Você insistiu bastante na divulgação dessa postagem, então vou dar a minha parcela de contribuição, ainda que o próprio texto tenha elementos claros de interdição ao debate...

Em primeiro lugar, vc se equivoca e induz ao equívoco quando classifica os ateus como fanáticos e intolerantes. Não precisa ler muito pra saber que isso é uma inversão histórica absurda... todos os genocídios em nome de deus que atravessam os séculos (e com uma mãozinha da indústria de armas tem continuado insistentemente) deveriam ser suficientes para perceber quem são os intolerantes e fanáticos. Como parecem não ser, estou aqui lembrando esse pequeno detalhe.

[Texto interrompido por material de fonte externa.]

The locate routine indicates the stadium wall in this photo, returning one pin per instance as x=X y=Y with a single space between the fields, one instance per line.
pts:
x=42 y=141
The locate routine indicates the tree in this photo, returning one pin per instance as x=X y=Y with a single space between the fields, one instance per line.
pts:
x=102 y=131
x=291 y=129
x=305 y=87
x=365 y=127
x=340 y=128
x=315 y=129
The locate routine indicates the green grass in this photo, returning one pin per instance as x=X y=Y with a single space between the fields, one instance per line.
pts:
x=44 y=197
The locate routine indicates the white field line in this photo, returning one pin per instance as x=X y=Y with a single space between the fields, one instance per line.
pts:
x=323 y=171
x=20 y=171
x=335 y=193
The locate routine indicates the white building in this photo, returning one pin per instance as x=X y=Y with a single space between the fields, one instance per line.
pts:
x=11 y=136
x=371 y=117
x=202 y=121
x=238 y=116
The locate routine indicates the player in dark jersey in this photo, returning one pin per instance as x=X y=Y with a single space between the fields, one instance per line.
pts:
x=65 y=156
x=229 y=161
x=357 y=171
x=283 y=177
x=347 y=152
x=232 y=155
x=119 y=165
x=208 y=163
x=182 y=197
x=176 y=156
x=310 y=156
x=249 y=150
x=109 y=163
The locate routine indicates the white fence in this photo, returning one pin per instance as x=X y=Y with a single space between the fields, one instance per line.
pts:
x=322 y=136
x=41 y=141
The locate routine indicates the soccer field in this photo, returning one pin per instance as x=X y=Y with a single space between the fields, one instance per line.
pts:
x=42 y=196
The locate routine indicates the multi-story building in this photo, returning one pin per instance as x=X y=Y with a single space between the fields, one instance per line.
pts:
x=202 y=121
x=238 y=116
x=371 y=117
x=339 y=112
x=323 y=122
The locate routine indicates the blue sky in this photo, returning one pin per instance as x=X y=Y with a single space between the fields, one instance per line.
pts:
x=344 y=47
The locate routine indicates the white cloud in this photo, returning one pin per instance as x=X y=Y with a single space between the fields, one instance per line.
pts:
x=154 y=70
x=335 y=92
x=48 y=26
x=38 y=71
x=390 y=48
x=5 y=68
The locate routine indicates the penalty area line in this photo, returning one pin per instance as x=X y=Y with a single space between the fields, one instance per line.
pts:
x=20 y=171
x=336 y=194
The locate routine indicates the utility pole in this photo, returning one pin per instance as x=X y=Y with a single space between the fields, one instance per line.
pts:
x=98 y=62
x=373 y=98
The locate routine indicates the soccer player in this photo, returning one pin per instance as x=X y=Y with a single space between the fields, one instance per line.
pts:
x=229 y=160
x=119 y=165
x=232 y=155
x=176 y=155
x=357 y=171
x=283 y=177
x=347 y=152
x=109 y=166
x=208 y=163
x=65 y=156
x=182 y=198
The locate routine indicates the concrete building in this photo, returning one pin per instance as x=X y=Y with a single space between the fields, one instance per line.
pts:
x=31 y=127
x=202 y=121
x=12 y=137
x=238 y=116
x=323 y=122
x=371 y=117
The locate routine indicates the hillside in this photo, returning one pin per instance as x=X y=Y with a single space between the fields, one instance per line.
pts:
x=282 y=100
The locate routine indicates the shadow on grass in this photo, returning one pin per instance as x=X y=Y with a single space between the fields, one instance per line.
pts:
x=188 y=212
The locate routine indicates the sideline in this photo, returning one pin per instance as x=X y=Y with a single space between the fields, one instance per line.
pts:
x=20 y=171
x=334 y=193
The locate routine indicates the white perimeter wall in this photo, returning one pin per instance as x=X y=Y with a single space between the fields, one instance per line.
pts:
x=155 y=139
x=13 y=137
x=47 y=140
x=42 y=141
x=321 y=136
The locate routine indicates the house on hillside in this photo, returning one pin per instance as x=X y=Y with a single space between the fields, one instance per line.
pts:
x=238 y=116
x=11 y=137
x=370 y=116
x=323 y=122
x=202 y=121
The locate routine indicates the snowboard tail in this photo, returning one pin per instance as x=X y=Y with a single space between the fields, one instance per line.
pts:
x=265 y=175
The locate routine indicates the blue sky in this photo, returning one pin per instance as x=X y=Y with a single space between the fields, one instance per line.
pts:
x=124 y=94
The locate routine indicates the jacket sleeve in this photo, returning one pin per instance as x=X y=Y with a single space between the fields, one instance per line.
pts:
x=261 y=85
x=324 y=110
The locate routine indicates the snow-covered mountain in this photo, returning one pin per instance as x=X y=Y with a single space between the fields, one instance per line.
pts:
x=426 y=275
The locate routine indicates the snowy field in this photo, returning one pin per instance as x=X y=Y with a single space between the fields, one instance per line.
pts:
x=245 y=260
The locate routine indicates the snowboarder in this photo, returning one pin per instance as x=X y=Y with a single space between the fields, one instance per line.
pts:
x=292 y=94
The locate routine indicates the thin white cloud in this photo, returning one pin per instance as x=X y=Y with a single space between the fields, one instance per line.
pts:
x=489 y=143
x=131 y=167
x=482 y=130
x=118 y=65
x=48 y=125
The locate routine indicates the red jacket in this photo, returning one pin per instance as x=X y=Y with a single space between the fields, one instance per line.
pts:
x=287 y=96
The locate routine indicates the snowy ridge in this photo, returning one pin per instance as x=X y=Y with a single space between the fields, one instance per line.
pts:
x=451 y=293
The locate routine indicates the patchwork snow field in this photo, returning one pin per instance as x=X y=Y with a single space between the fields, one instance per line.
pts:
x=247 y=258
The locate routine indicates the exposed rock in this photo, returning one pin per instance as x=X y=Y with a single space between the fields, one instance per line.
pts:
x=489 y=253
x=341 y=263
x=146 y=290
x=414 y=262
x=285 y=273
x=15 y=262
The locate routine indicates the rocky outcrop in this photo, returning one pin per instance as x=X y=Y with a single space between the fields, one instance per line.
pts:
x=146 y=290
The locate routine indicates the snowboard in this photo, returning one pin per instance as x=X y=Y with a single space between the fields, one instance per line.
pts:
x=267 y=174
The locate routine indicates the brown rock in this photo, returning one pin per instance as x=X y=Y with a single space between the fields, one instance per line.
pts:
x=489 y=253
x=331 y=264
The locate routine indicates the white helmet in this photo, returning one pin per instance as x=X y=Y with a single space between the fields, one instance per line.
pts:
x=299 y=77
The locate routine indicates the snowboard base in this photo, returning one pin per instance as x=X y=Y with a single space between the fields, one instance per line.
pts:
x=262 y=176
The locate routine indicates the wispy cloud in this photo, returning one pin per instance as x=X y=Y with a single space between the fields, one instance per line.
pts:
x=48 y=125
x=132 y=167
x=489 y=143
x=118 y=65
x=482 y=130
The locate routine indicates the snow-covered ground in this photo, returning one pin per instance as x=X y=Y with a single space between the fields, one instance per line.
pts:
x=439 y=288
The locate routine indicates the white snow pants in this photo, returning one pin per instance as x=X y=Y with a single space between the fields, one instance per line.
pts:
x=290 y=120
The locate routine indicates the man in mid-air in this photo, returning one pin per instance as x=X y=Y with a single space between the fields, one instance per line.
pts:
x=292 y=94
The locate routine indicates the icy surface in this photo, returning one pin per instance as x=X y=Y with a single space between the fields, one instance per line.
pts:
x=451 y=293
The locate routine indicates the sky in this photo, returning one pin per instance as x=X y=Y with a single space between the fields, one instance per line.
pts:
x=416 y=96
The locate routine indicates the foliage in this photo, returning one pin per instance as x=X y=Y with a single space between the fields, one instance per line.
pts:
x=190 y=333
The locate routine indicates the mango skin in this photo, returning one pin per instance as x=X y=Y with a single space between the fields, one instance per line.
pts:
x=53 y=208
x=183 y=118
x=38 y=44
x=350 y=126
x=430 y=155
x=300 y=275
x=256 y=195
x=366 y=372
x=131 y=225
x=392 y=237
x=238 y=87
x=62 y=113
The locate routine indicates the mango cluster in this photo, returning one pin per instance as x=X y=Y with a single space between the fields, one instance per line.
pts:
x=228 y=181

Outro detalhe sobre o que vc chama de fanatismo dos ateus: sim, é preciso carregar no cerne essa certeza, dada a pressão e imposição absolutamente desproporcionais que se sofre, desde o nascimento, para se submeter à vontade de deus.

Isso conduz ao segundo ponto: a religiosidade é de tal forma introjetada que conduz a respostas que não são sequer criteriosas... "religião foi criada pelo homem, deus não"?? Errado. Sem religiões e religiosidade, nem mesmo o conceito de deus existiria. O surgimento da religiosidade precede o surgimento do conceito de deus. É só estudar história (mas não qualquer história da carochinha... a propósito, a bíblia e correlatos de outras religiões não são livros de história... no máximo fornecem informações que revelam hábitos culturais, que devem ser criticamente analisados enquanto tal) pra perceber precisamente isso... o que chamam de deus é um conceito, uma ideia.

Por fim, o seu texto trata aos ateus com homogeneidade e generalismo. A espécie ateística, como vc chama, não se reúne em torno de um livro de dogmas. Não é uma outra religião (salvo um ou outro grupo que, por falta de criticidade, tem essa proposta).

Ah, só pra não passar em branco, não ter um deus não é horrível. Ao contrário. Horrível é continuar sendo oprimido por fazer escolhas que não são, nem de longe, as que continuam sendo impostas.

ISA disse...

Bom, se vc leu, não me entendeu. Vamos lá:

1. Eu disse que há uma PARTE intolerante dos ateus em não respeitar a fé alheia. E achar que é isso e ponto final. Ora, eu acredito em forças superiores a nossa, nem por isso estou na Igreja me submetendo a uma lavagem cerebral.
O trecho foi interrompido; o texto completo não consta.